A brief price decline ended when increased summer demand for gasoline, combined with rising worldwide oil prices, recently pushed average Honolulu prices to $3.28 per gallon.
But the problem seemed more than bad timing; the gas cap had vague and shifting goals, was never clearly explained to the public, and lacked means to accurately measure whether it was working or not.
It introduced high volatility into a previously stable market, causing prices to fluctuate by as much as 50 cents from week to week.
Without clear evidence that the cap was having any effect on keeping prices lower than they otherwise would have been, consumers simply got tired of the hassle of timing their purchases to weekly swings.
After initially raising public expectations for lower prices, Menor and other backers of the cap changed their tune after Katrina.
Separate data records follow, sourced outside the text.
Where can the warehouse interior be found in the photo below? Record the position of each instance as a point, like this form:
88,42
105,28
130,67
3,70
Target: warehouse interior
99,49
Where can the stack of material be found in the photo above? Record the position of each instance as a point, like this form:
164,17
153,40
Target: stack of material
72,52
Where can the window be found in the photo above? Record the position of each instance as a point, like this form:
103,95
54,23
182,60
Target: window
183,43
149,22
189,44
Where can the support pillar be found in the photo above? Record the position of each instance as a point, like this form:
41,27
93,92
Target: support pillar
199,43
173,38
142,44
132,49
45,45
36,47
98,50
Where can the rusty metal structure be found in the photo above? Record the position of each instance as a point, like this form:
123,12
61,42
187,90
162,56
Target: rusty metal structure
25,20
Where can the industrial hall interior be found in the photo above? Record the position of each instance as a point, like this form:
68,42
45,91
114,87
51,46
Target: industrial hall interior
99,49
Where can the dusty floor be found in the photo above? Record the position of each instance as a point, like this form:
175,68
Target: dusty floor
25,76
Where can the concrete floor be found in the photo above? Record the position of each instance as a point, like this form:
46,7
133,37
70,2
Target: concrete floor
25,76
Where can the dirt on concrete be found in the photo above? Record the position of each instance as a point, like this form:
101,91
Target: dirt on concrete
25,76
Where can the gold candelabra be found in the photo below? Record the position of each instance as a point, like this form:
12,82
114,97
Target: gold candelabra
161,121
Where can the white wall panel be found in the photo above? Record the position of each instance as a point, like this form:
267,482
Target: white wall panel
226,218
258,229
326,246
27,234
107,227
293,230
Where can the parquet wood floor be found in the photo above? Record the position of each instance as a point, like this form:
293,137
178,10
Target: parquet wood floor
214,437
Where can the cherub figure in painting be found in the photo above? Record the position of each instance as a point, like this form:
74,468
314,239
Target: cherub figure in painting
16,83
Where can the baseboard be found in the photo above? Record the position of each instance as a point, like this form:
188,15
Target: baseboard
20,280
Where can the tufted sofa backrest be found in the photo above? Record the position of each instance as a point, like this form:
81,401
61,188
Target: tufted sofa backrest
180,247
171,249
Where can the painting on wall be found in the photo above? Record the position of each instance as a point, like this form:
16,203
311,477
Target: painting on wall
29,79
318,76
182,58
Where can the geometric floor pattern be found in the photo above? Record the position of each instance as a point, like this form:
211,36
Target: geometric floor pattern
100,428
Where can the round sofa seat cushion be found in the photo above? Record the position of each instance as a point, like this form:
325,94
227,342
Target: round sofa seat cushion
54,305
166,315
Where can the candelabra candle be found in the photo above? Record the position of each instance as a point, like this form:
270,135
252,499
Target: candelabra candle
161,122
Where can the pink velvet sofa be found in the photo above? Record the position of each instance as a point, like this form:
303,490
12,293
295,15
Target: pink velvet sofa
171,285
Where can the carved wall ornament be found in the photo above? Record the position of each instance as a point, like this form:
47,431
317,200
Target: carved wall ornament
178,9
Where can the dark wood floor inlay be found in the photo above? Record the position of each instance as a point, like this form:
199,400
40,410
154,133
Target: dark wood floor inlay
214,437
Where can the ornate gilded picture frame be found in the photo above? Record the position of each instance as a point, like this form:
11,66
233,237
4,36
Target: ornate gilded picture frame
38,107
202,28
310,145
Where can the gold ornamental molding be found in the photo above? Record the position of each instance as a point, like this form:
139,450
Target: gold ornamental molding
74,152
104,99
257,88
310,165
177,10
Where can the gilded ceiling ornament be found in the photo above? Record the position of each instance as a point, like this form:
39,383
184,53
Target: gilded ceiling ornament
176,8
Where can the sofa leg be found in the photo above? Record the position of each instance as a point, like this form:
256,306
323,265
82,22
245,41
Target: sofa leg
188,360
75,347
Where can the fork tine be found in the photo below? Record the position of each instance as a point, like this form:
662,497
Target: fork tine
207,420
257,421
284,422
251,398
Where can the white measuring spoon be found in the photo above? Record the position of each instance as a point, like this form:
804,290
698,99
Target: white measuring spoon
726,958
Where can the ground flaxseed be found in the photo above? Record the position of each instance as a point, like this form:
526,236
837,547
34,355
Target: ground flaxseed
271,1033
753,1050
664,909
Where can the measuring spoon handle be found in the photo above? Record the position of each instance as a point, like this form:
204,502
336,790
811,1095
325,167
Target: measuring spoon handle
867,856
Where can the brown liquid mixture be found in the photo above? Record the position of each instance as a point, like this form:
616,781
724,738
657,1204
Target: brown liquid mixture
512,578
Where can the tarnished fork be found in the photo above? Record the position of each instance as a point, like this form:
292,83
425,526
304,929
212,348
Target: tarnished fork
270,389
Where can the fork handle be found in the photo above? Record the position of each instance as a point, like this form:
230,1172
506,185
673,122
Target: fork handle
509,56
Their new line was that the law — which tied local prices to three Mainland markets — was merely intended to make Hawai'i prices mirror the ups and downs of Mainland markets.
If that was the case, how did it make sense for Menor to throw Singapore prices into the mix in his latest "phantom" formula?
But Menor and the Democrats have no monopoly on playing it both ways politically.
Lingle, who complained endlessly that the gas cap was artificially inflating prices, now warns us not to expect any price relief after she signed the cap into oblivion.
The oil industry is second only to perhaps the tobacco industry in its disregard for consumer interests in the pursuit of profits, and there's good reason to monitor its activities for evidence of price gouging.
Public officials go wrong, however, when they take the view that doing anything — even if it's ineffective — is better than doing nothing.
The House had it right when members advocated taking a breather, gathering and analyzing more data, and looking at gasoline prices in the context of what it actually costs to produce the fuel here — not how it's priced in faraway markets with little relevance to Hawai'i.